Sunday, July 6, 2008
Last day in New Zealand
Leaving New Zealand will be difficult, I have met so many wonderful people who have shared their spirit, their smiles and their beautiful country with me.
I will not forget the tranquility I have experienced being in a country where most people's attitudes are "why worry?" and airport security is almost non existent. This is a different way of life for me and one I hope to take back with me to the States.
New Zealand seemed really far away before I left, but now I know it is just a plane ride away, and Air New Zealand sure makes it easy to get here www.airnewzealand.com.
Thanks to all who helped make this trip so memorable!
Saturday, July 5, 2008
Northland to Auckland
Here is Hone, from Waka Taiamai Heritage tours.
The tour around the Bay of Islands included going through the hole in the rock.

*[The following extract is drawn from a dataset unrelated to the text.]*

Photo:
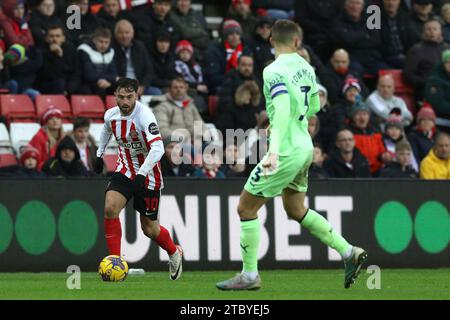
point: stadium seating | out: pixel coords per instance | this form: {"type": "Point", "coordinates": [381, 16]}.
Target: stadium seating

From Paihia, I traveled about an hour in my rental car, (getting pretty good at driving on the left side now, may have trouble when I return to the States!) It took about an hour and a half to get to Hokianga Harbor and the Copthorne Hotel http://www.copthornehokianga.co.nz/ in Omapere. The hotel is lovely and overlooks the historic harbor, infamous for grounding hundreds of boats back in the day, due to a sand bar. After a rest, I checked in for the Footprints Waipoua Tour, http://www.footprintswaipoua.com/. Dressed in many layers including rain gear, I headed out with Taffety and Bill (English spellings of their Maori names), really Tawhiri and Wiremu! The pronunciation of wh is "f" and New Zealanders pronounce the "r" like a soft "t", so I hear Taffety. Our gang of 9 headed out in a van to drive up the steep and winding hill to the Kauri forest. The sky was dark and it began to rain, typical of a rain forest. We were all given head lamps and large umbrellas for our hour long trek in the forest to view Tane Matua and Te Matua Ngahere, 2,000 and 4,000 year old Kauri trees. These magnificent ancient beings were left behind during the milling of Kauri trees, back at the turn of the century (now banned and they are fiercely protected) presumably because they were just two big to cut down. The tour was spiritual and funny as T and B told us Maori stories and joked with us on the way to Te Matua Ngahere. When we arrived, we were all awestruck by its size, its circumference being 45 feet around. Taffety sang a song and we all paid our respect to the giant. The evening was magical for several reasons, but mostly having the opportunity to walk in the rain forest at night amid the presence of Bill and Taffety and the trees and nobody else!
Wellington and Northland
Wednesday, July 2, 2008
Tuesday, July 1, 2008
Kaikoura to Wellington
June 30th
After the flight I hopped in my rental car and headed north to view a seal nursery above Kaikoura on State Hwy 1. I asked a highway worker if I could park on the side and although he called me a "Goddamn Yank" in a friendly sort of way, guided me to the spot with hundreds of baby seals and a few mamas. It was fantastic, and they were very curious of me as well. The seals are overabundant in Kaikoura, with no real predators, as they are protected from humans.
The next part of my adventure entailed driving to Glenstrae Farms for a 4 WD bike tour (http://www.4wheeladventures.co.nz/) . I told Sam back in Tourism New Zealand that this did not sound like something I would like. Again, he encouraged me to "have a go" and am I glad I did. Learning the quad bike was easy and I felt like a New Zealand farmer as we traversed the amazing farmland which is a total of 1600 acres right on the ocean! The land was dotted with sheep and black Angus cows. The sheep ran when they heard us coming, the cows just stared us as if to say, "go ahead and try to make me move!" The tour included going up and down some fairly steep hills and along beautiful cliffs and ended up by the hut for afternoon tea. By the end, I was cruising at up to speeds of 40 km! I was proud of myself and wished my nephew Johnny could have been here, but he will have to wait until he is 16 years old.